Welcome to the Spotify Rehydrator!

The Spotify Rehydrator was created to provide a simple way to generate full datasets of track features from user-owned Spotify data. It relies on the excellent Spotipy library and brings together a series of API calls in a convenient way that can manage data from multiple different people, as would be common in a research study. It can also be used by individuals who are curious to learn more about their own data! The idea of a rehydrator was inspired by similar work being done to enable sharing of Twitter datasets for research purposes.

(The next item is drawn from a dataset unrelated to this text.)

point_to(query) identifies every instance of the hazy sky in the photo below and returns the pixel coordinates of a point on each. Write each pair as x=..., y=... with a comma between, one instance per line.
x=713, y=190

Before you use the rehyrdator, please make sure to read the Disclaimers to get an understanding of the limitations of the search strategy used.

User Guide

The Spotify Rehydrator primarily operates through the Rehydrator class. The required inputs for this class are an input folder, an output folder and a Client ID and Client Secret from the Spotify Developer Portal. These are used for authenticating the API calls. You can then call the run() method.

Note

To request developer credentials go to Spotify’s developer portal. You will need to ‘create an app’ which have credentials associated with it. Your app dashboard will give you access to your Client ID and a Client Secret.

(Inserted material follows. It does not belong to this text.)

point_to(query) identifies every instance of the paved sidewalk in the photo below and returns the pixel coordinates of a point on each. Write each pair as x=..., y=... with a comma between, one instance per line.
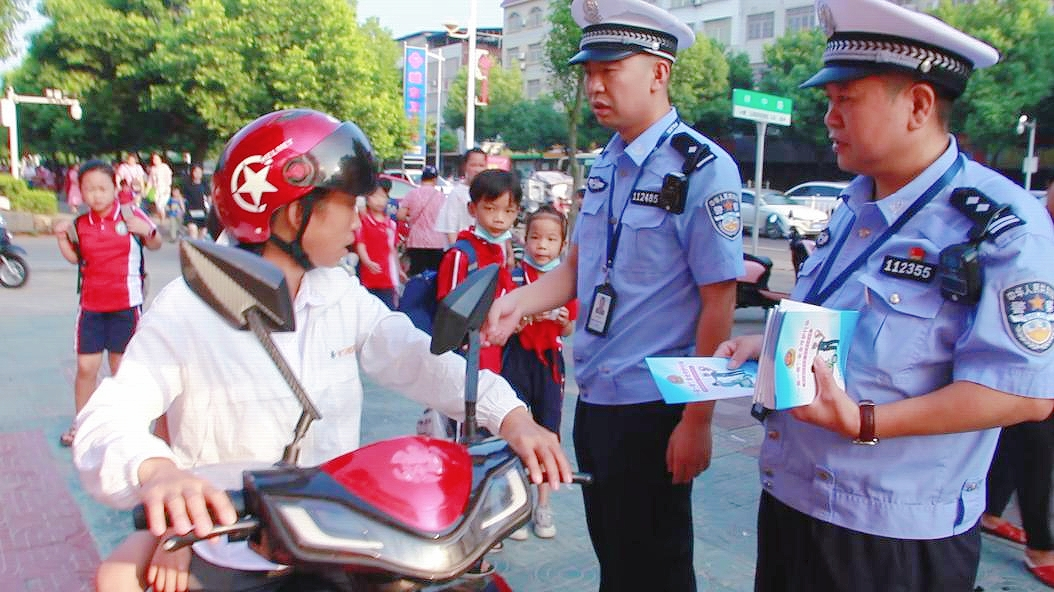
x=51, y=531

Install the Spotify Rehydrator using pip::

pip install spotifyrehydrator

Assuming you have set your Client ID and Client Secret as environment variables then this is an example of how you could run the Rehydrator:

import os
from spotifyrehydrator import Rehydrator

Rehydrator(
    input_path=os.path.join(pathlib.Path(__file__).parent.absolute(), "input"),
    output_path=os.path.join(pathlib.Path(__file__).parent.absolute(), "output"),
    client_id=os.getenv("SPOTIFY_CLIENT_ID"),
    client_secret=os.getenv("SPOTIFY_CLIENT_SECRET"),
).run(return_all=True)

The .run() argument will by default return the following information as columns: spotify track ID of the returned track, the name of the artist of the returned track, the name of the returned track. This will be joined with the searched artist and track, the person ID where relevant, and the time metadata in the original .json file. There are then three optional arguments: * artist_info = True will return the popularity of the artist returned and a list of genres attributed to that artist, provided by the Artists API endpoint * audio_features = True will return a column for each of the audio features provided by the Tracks API. * return_all = True will return both the above.

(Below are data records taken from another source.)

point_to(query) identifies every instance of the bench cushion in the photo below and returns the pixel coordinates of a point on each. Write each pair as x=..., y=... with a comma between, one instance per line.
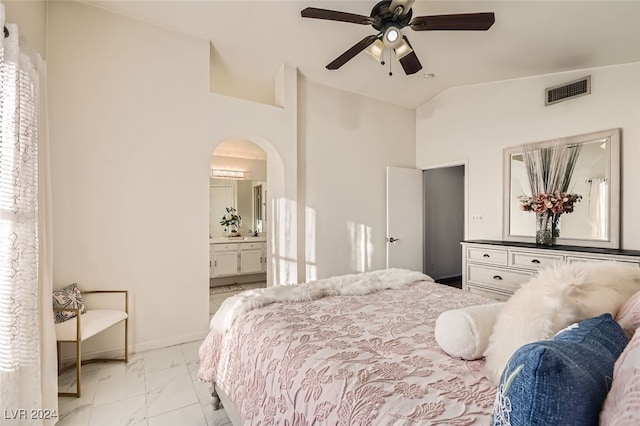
x=92, y=322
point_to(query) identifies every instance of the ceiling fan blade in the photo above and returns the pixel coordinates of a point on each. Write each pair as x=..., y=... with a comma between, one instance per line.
x=410, y=62
x=456, y=22
x=333, y=15
x=353, y=51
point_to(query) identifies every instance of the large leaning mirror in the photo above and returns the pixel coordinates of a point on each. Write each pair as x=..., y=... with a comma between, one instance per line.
x=595, y=221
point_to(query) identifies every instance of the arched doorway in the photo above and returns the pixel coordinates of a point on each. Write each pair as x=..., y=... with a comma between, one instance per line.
x=250, y=177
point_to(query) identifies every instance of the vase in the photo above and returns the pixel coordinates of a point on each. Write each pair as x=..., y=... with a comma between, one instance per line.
x=555, y=225
x=544, y=232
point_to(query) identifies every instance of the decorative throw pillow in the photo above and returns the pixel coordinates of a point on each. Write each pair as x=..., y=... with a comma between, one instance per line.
x=629, y=315
x=68, y=297
x=562, y=381
x=622, y=405
x=464, y=333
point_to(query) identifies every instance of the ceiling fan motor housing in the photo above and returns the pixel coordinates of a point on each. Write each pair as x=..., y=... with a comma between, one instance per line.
x=384, y=18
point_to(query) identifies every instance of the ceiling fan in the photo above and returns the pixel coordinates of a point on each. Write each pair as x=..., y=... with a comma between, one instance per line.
x=388, y=17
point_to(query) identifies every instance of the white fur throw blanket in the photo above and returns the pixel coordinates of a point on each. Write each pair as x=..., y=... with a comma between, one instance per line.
x=344, y=285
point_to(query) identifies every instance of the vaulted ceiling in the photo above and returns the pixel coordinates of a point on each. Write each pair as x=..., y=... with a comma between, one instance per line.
x=254, y=38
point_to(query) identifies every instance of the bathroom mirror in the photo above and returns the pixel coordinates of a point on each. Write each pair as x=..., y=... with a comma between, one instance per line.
x=239, y=194
x=595, y=222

Be aware that extra arguments involve more API calls and so may take longer.

Expected formats

Streaming History JSON

This package is designed to work with the files named StreamingHistory.json that are sent to users as part of their data package if they request their own Spotify data. The file will contain up to the past year of the user’s listening data.

This data should be in one or more files with a list of JSON objects that look like this:

{
"endTime" : "2019-01-19 17:01",
"artistName" : "An Artist",
"trackName" : "A Track Name",
"msPlayed" : 19807
}

Input folder

The input folder should contain a series of Streaming History JSON files. If you have files belonging to multiple individuals then the package expects the unique identifier for each person to be the prefix, followed by an underscore. For example:

# input folder
person001_StreamingHistory0.json
person001_StreamingHistory1.json
person002_StreamingHistory0.json

This would result in two rehydrated files being saved to the output folder:

# output folder
person001-rehydrated.tsv
person002-rehydrated.tsv

You could also input several files without any underscores to represent individuals. These would all be combined and saved in one output file.

Useful information

  • If the output directory does not exist then it will be created.

  • Rehydration for one individual can take 15 minutes or more depending on how many songs there are.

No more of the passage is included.